Sometimes; often only partially; rarely on the timeline you would want. Baker's (2007) retrospective interviews include adults who name the alienation explicitly, but many describe ongoing ambivalence, residual loyalty to the alienating parent, and a slow understanding that may never fully crystallise. Expecting your child to deliver an articulate apology for years they were not in control of is a recipe for disappointment. The relationship can be real, warm, and sustained without the alienation narrative ever being fully named between you. That is not a lesser reunion — it is the more common form.
How do I prepare myself for the wait — and for the reconnection?
Two practices are durable. First, the long game — staying available, keeping the door open, preserving the record of love (letters, cards, gifts, milestones) so that when contact resumes, the evidence of your continuous presence is there. The free survival guide's long-game chapter is the practical entry point. Second, inner-freedom work — radical acceptance of what cannot be controlled, forgiveness work that frees you from the wait being your only identity, grief that is named and metabolised rather than carried as silent rage. Both protect the relationship that is coming and the parent who has to be there to receive it.
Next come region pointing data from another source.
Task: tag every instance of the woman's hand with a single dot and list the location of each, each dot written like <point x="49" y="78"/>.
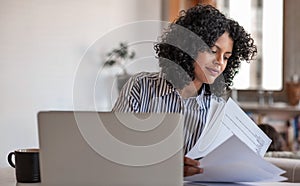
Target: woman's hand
<point x="191" y="167"/>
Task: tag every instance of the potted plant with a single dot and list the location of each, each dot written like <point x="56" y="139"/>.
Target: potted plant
<point x="120" y="56"/>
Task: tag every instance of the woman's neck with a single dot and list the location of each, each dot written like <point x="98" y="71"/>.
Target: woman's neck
<point x="190" y="90"/>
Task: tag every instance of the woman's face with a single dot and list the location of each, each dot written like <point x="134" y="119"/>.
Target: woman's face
<point x="209" y="65"/>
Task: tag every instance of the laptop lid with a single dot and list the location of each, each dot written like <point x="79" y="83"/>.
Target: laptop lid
<point x="106" y="148"/>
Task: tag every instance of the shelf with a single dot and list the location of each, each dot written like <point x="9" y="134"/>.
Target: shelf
<point x="274" y="109"/>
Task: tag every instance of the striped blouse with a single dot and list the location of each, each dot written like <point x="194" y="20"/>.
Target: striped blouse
<point x="149" y="92"/>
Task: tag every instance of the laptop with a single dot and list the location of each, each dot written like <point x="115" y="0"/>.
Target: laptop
<point x="108" y="148"/>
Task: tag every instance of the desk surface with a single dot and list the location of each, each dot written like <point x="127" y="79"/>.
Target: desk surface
<point x="7" y="178"/>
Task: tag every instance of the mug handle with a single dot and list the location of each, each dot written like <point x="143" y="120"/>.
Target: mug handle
<point x="9" y="158"/>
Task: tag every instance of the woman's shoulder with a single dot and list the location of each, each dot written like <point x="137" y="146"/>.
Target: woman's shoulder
<point x="146" y="76"/>
<point x="217" y="98"/>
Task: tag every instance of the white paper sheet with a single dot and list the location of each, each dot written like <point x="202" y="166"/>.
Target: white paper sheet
<point x="233" y="161"/>
<point x="233" y="147"/>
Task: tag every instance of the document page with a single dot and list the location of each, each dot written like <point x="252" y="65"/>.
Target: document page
<point x="236" y="120"/>
<point x="233" y="161"/>
<point x="232" y="147"/>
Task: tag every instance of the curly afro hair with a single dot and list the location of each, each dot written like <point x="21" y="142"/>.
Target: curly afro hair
<point x="196" y="30"/>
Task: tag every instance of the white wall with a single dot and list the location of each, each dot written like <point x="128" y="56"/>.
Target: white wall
<point x="42" y="43"/>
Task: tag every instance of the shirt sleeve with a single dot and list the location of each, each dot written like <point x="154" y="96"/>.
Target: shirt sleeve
<point x="129" y="98"/>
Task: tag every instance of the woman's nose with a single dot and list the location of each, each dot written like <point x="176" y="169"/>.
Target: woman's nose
<point x="219" y="60"/>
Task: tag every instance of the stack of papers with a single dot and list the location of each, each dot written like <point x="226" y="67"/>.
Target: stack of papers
<point x="232" y="147"/>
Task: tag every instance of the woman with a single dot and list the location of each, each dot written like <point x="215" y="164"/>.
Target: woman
<point x="199" y="55"/>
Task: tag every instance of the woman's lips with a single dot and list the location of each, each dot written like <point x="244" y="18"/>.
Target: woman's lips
<point x="212" y="71"/>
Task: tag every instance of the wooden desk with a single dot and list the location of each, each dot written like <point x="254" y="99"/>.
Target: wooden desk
<point x="280" y="111"/>
<point x="7" y="178"/>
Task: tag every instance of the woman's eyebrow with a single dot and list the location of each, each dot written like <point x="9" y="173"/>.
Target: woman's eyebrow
<point x="228" y="52"/>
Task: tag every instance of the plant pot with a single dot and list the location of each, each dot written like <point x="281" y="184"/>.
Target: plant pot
<point x="121" y="80"/>
<point x="293" y="93"/>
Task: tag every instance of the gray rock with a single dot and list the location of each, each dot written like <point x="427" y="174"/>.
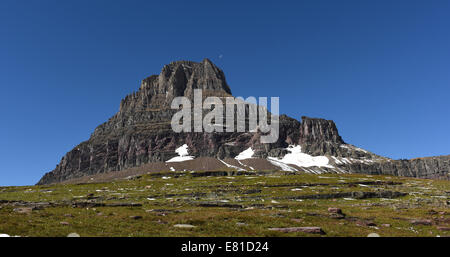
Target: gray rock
<point x="184" y="226"/>
<point x="312" y="230"/>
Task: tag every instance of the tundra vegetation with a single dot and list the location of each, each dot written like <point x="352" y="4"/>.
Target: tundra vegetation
<point x="224" y="204"/>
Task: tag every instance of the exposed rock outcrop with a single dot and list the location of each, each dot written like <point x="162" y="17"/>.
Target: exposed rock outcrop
<point x="140" y="133"/>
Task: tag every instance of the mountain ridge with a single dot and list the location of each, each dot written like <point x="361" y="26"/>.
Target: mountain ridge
<point x="140" y="133"/>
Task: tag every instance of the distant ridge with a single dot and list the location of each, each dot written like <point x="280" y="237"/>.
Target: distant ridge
<point x="140" y="133"/>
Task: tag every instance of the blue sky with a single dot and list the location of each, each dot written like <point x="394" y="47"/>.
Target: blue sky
<point x="379" y="69"/>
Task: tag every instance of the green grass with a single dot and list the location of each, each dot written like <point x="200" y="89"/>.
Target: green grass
<point x="178" y="200"/>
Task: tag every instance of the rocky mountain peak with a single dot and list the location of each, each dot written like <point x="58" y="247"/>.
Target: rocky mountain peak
<point x="178" y="78"/>
<point x="140" y="134"/>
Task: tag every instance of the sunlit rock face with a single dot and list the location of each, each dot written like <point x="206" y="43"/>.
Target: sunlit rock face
<point x="140" y="133"/>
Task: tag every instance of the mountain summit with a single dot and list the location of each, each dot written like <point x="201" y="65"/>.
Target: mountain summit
<point x="139" y="138"/>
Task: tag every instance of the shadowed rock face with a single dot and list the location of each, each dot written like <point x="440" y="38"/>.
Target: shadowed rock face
<point x="140" y="133"/>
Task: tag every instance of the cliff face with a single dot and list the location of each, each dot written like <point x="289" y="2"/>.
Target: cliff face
<point x="140" y="133"/>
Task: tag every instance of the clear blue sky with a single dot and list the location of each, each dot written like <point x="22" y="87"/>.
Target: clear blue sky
<point x="379" y="69"/>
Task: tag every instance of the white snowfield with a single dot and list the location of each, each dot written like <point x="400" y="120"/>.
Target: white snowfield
<point x="300" y="159"/>
<point x="247" y="154"/>
<point x="182" y="152"/>
<point x="231" y="166"/>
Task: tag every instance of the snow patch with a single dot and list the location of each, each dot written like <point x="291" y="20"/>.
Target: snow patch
<point x="182" y="152"/>
<point x="232" y="166"/>
<point x="247" y="154"/>
<point x="283" y="166"/>
<point x="300" y="159"/>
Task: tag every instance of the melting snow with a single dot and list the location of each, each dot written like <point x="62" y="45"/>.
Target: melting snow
<point x="183" y="154"/>
<point x="278" y="163"/>
<point x="247" y="154"/>
<point x="232" y="166"/>
<point x="300" y="159"/>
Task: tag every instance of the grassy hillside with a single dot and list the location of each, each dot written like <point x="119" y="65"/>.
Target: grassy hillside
<point x="214" y="204"/>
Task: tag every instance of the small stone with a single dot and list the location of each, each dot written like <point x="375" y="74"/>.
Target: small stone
<point x="337" y="216"/>
<point x="335" y="210"/>
<point x="421" y="222"/>
<point x="443" y="228"/>
<point x="23" y="210"/>
<point x="312" y="230"/>
<point x="365" y="223"/>
<point x="183" y="226"/>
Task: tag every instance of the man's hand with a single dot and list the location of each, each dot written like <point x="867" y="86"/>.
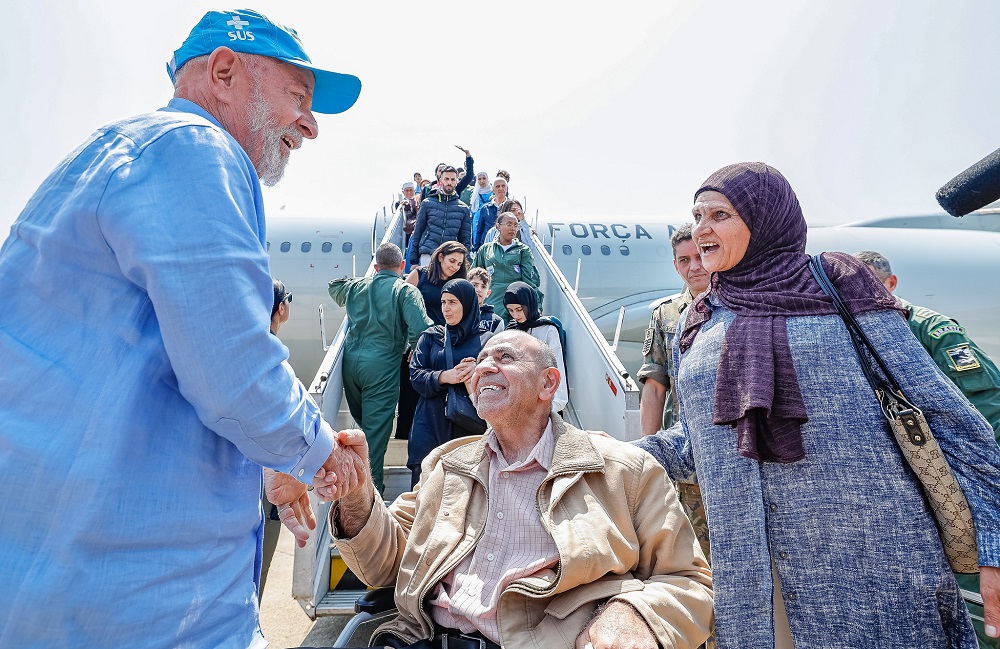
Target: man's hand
<point x="989" y="588"/>
<point x="340" y="474"/>
<point x="617" y="626"/>
<point x="292" y="499"/>
<point x="356" y="505"/>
Does the population-level evidence apply to severe court-involved alienation cases?
The Reczek (2023) sample is the general US adult-child population — not court-involved severe-alienation cases specifically. Severe court-involved cases are a subset of estrangement, and the alienation-specific reconciliation rate may differ from the broader 81%/69% rates. What the population-level data does establish is that estrangement, including the cases that began as severe alienation, tends not to be permanent. The qualitative work in Baker (2007) and Bentley & Matthewson (2020) describes wake-up arcs in adults whose childhood alienation was clinically severe — meaning the wake-up pattern is not restricted to mild cases. Read the figure as evidence-for-hope, not as a guaranteed forecast of any individual trajectory.
Where should I start if my child is still in the active phase of alienation?
Start with the long game and the inner-freedom work, in parallel. The free parental alienation survival guide is the practical bridge for the active phase — what to send, what to keep, how to communicate, what to do during legal proceedings. The inner-freedom resources on this site (radical acceptance, forgiveness, surviving the false self) are for the parent's own metabolisation of the wait. The cascade of losses Harman, Matthewson & Baker (2022) describe is real for both you and your child; carrying it well is the work, and the population-level reconciliation evidence in Reczek (2023) is the counterweight you carry alongside the loss.